だが、「今年は女子サッカー界にとって本当に大事な年になる」と野田監督は言い、代表の活動に協力を惜しまないことを明言していた。日本女子サッカーの過去と現在を知る野田監督だからこそ、代表で選手が抜けることもむしろ歓迎していた。
そんな中で、シーズン前から主力の怪我というアクシデントが発生した。今年1月、右第五中足骨の手術に踏み切ったFW岩渕真奈は、リハビリの末にリーグ前半戦を戦い抜いた。

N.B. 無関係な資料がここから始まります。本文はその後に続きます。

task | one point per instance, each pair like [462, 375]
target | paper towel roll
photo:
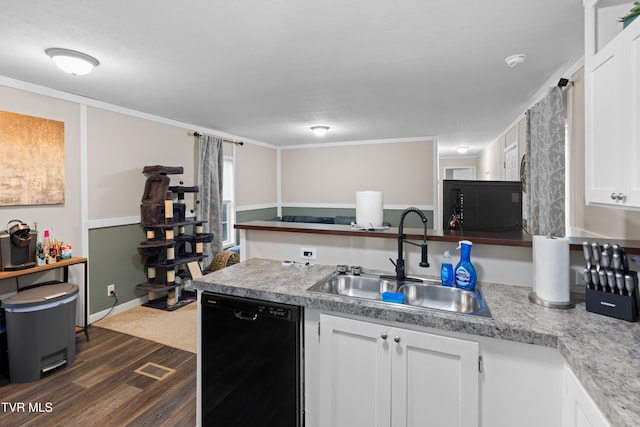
[369, 207]
[551, 269]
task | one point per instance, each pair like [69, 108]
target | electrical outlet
[308, 253]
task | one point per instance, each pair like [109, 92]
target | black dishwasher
[251, 363]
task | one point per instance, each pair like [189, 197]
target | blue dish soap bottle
[446, 271]
[466, 277]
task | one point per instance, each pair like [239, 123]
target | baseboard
[118, 309]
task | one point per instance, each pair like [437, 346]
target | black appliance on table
[17, 246]
[251, 363]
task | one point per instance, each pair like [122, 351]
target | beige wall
[256, 176]
[489, 161]
[403, 171]
[119, 146]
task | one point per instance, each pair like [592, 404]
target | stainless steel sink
[418, 292]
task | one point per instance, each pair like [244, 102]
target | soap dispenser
[465, 273]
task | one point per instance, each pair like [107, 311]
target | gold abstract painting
[31, 160]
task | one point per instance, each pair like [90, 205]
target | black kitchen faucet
[424, 261]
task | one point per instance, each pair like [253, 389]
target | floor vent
[155, 371]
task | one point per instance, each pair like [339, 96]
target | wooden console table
[64, 264]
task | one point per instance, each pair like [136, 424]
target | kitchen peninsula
[498, 257]
[597, 349]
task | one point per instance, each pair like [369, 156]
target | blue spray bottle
[465, 273]
[446, 271]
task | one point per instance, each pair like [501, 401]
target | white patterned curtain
[546, 166]
[209, 208]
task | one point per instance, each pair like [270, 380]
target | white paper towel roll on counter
[369, 208]
[551, 269]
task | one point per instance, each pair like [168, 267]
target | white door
[355, 382]
[434, 380]
[374, 376]
[606, 124]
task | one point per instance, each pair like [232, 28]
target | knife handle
[624, 259]
[595, 253]
[586, 249]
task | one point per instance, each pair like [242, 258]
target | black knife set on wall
[611, 288]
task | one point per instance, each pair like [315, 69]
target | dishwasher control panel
[278, 312]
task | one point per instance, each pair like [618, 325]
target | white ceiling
[267, 70]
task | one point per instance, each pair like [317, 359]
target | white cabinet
[612, 70]
[376, 375]
[579, 408]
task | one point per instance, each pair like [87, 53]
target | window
[228, 209]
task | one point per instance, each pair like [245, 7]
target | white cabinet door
[355, 382]
[613, 121]
[632, 155]
[579, 408]
[605, 145]
[373, 375]
[434, 380]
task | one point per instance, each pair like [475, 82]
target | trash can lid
[41, 295]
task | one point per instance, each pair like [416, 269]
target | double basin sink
[418, 292]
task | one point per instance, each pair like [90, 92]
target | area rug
[176, 329]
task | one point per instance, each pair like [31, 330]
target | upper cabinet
[612, 72]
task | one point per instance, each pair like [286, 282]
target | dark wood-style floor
[101, 388]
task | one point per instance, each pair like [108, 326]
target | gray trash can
[40, 330]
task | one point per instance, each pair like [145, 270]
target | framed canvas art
[31, 160]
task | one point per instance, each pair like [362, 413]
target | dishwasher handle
[243, 315]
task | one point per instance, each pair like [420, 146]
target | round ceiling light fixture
[320, 130]
[71, 61]
[516, 59]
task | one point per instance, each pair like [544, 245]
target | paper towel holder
[534, 298]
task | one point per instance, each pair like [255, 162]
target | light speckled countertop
[602, 352]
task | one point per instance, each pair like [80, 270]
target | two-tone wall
[323, 180]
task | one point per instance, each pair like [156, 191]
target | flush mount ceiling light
[71, 61]
[320, 130]
[516, 59]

しかしロンドンオリンピック後、同箇所の再手術とリハビリの為、リーグ後半戦は一度もピッチに立っていない。新加入のMF阪口夢穂の離脱も痛かった。ショートパス主体のベレーザにあって、中長距離のパスで試合のテンポを変えられる貴重な選手だった。彼女も10月に左膝半月板を損傷し、戦列を離れざるを得なくなった。

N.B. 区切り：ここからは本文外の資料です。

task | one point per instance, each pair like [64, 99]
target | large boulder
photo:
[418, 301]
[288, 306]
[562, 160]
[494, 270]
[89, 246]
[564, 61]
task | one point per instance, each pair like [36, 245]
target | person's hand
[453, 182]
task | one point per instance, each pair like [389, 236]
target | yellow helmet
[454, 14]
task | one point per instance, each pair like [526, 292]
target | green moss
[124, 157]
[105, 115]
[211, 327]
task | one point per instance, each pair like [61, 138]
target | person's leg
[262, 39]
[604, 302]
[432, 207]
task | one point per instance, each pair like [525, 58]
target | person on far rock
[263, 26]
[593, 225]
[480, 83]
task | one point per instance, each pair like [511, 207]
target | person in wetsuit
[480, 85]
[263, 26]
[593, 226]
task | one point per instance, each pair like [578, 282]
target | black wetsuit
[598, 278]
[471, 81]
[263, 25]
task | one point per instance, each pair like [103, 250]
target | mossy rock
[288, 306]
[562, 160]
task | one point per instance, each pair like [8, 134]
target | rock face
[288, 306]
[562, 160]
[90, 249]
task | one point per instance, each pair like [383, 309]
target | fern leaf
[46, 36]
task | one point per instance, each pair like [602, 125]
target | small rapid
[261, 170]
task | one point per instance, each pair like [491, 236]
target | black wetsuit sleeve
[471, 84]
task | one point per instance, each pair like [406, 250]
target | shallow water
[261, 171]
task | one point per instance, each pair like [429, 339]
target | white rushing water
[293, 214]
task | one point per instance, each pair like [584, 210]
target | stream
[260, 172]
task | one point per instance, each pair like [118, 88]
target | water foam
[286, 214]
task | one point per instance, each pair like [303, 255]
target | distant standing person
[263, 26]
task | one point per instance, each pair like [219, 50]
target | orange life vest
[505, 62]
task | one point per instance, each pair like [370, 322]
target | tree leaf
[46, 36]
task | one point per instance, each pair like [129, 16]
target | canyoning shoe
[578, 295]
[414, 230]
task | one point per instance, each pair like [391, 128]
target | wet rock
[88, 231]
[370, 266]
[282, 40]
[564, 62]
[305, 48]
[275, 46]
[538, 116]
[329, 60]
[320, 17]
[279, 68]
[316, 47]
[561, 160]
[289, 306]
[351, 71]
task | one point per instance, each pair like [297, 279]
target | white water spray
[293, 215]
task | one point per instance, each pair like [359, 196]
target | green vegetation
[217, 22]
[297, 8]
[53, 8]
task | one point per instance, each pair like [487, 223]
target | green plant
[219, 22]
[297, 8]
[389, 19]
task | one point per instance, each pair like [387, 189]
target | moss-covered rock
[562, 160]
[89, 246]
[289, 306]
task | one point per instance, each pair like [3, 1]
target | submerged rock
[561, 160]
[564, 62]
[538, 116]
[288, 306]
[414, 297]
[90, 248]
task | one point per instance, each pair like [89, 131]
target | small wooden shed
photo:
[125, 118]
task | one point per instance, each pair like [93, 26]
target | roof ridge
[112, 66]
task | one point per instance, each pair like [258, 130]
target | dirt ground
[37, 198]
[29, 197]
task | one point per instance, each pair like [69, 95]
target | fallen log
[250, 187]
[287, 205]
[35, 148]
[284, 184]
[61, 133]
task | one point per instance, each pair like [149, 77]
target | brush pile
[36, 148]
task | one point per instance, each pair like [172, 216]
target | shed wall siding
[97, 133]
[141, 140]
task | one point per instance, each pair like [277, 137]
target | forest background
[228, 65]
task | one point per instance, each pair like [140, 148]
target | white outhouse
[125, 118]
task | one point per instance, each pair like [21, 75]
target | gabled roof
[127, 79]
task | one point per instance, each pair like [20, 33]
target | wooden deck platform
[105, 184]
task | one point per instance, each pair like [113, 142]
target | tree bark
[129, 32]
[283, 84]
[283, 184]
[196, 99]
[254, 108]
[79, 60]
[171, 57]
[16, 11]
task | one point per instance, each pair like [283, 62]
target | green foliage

なでしこジャパンの2人を失いながら、控え選手の活躍によってチーム力が急降下する事態は避けられた。攻撃が売りのチームだけに、前線には様々な特徴を持った選手がおり、岩渕の抜けた穴は攻撃力のある選手達が埋めていく。MF小林弥生は持ち前の高い技術と豊富な経験を武器に、岩渕とは違った持ち味を惜しみなく発揮した。小林の他にもFW田中美南が起用されたり、中盤のレギュラーであるMF伊藤香菜子やMF木龍七瀬がFWを務めることもあった。そしてFW永里亜紗乃も、ストライカーとしてシーズンを通して仕事を果たした。前線のパートナーが代わる中でもゴールを奪い、前線の起点であり続けた彼女の存在も忘れてはならない。
阪口の離脱による影響は、MF隅田凛の台頭に救われた。豊富な運動量と、最後まで諦めない姿勢を前面に押し出したルーキーは、なでしこリーグカップでスタメンの座を掴んだ。そして決勝のINAC神戸レオネッサ戦では、なでしこジャパンの主力達を向こうに回しながら臆することなく挑んだ。経験と個人技で勝るベテラン選手に対しても必死に食らいつき、決定的な仕事をさせまいとするプレーがベレーザのタイトル獲得に繋がった。その後、U-17女子W杯でチームを離れたこともあり、レギュラーの座を掴み取るまでには至らなかったが、与えられた役割を全うした。